Digital transformation via low-code options
Low-code platforms minimize the amount of coding a non-expert must do to build an application. They automate routine and basic business applications and processes so that agencies don’t have to craft software from scratch themselves -- helping to democratize the application-development process.

Low-cost video tools for opening government
The Government Self-Service Toolkit helps live-stream public meetings and provides automated transcriptions and searchable archival storage. To use the toolkit, governments need only a camera that can capture audio and video; the software is compatible with highest-end video cameras or those built into a cell phone or tablet.

Army HQ keeps work on track with collaborative task management tool
The Task Management Tool gives users a common place to store and manage documents so that at any given time, anybody involved in a task knows what's going on with it, who else is working on it and what they’re doing. It’s powered by Microsoft Dynamics CRM and SharePoint, so to-do items can come in via Outlook and be turned into a trackable task with a click.

City turns mapping services into digital do-it-yourself
Frederick, Md., has made the process of getting GIS data about the city into a digital do-it-yourself service for consumers and government users.

Tech for good

City enlists Instagram in blight cleanup
Mobile, Ala., turned to Instagram to address blight and put the city on track to restore at least $10 million in real estate equity by the end of this year.

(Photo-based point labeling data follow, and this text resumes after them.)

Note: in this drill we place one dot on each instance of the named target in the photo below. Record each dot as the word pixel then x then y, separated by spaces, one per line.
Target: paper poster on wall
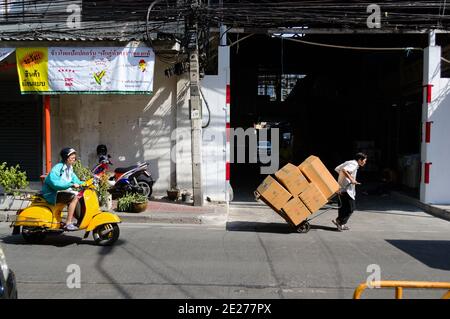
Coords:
pixel 106 70
pixel 4 52
pixel 32 70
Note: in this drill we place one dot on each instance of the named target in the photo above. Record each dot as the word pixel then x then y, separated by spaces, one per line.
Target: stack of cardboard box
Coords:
pixel 299 191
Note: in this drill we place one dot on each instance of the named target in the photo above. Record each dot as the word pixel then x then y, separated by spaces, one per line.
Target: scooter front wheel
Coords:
pixel 106 234
pixel 32 235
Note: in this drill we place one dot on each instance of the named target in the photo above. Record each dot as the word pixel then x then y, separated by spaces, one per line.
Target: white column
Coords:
pixel 435 147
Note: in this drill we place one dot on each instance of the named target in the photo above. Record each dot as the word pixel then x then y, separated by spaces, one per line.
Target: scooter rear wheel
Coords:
pixel 145 188
pixel 106 234
pixel 32 236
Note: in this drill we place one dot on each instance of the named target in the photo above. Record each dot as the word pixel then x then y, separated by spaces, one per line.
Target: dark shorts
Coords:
pixel 63 197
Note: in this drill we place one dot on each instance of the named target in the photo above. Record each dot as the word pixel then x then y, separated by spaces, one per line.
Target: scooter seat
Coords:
pixel 124 169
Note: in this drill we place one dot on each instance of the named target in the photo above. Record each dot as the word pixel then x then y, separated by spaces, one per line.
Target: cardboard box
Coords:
pixel 292 178
pixel 296 211
pixel 273 193
pixel 313 198
pixel 319 175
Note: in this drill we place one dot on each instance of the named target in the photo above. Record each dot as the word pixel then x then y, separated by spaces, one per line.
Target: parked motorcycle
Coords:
pixel 40 218
pixel 132 179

City officials downloaded the popular photo-sharing app to their city-issued cell phones and began snapping pictures of rundown properties. They then created a complementary mobile app that lets them categorize and respond properly to each blighted property.

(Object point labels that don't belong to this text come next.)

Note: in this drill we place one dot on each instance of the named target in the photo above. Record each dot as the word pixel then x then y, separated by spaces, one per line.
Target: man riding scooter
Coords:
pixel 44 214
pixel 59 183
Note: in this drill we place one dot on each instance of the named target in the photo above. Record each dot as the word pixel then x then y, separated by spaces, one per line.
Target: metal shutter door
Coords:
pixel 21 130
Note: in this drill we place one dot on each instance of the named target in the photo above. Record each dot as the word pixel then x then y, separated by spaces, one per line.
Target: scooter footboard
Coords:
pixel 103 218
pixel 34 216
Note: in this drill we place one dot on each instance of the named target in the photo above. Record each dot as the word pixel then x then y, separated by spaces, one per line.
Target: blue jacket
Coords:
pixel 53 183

Making graphics accessible to the visually impaired
A new web browser extension that is helping visually impaired workers regain independence at the office. The tool monitors graphs in webpages, and when it finds one created with a particular solution, it alerts a vision-impaired user via an earcon, a piano sound in this case. Users can then hear a description of the graph to find out basic information, such as what type of graph it is and its title.

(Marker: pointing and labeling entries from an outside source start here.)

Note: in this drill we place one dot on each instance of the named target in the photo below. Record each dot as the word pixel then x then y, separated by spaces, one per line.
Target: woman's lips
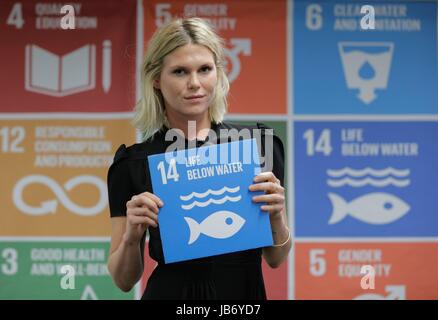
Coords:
pixel 194 98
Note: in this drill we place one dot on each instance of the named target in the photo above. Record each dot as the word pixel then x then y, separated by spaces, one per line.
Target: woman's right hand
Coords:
pixel 142 212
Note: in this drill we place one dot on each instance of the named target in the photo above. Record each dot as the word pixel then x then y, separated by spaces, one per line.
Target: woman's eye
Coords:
pixel 205 69
pixel 179 72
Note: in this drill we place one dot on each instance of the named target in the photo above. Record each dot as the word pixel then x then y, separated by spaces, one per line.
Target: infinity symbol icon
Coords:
pixel 50 206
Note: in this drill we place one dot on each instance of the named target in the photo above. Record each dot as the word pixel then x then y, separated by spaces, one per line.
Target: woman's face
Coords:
pixel 187 82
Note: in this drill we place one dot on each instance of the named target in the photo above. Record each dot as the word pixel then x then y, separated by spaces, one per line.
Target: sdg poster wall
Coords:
pixel 356 110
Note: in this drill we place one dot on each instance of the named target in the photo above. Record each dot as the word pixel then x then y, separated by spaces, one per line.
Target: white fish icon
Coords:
pixel 372 208
pixel 220 225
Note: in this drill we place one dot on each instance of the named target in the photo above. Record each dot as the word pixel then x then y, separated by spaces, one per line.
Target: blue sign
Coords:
pixel 342 68
pixel 208 208
pixel 371 179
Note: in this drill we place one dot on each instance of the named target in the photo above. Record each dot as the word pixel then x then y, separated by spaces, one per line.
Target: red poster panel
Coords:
pixel 333 271
pixel 276 280
pixel 54 175
pixel 255 35
pixel 48 69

ODmap gives responders real-time overdose data
The Overdose Detection Mapping Application Program is a web-based tool that first responders and public health and safety chiefs can use to track spikes in fatal and nonfatal overdoses in real time. Geocoded information about overdoses is sent from responders' smartphones to a secure server where it can be analyzed by authorized personnel.

Virtual reality

Accelerating virtual reality in government
As VR technology makes its way into the government space, GSA’s Digital Government group seeks to smooth the adoption by creating and supporting communities focused on the implementation of the technology in government settings.

VR environment powers Navy equipment installation, training
Navy engineers created virtual spaces on three ships that will allow more accurate documentation for ship builders and installation engineers -- and help to train sailors on new equipment before it is placed onboard. An augmented-reality helmet system  developed by a Navy training officer fuses information from a ship's gunnery liaison officer and weapons systems into an easy-to-interpret visual format for the sailor manning a naval gun system.

Rehabilitating prisoners in a virtual world
VR has also been used to rehabilitate prisoners, providing general education, vocational training, psychological rehab tackling sex offenses, family violence and living skills.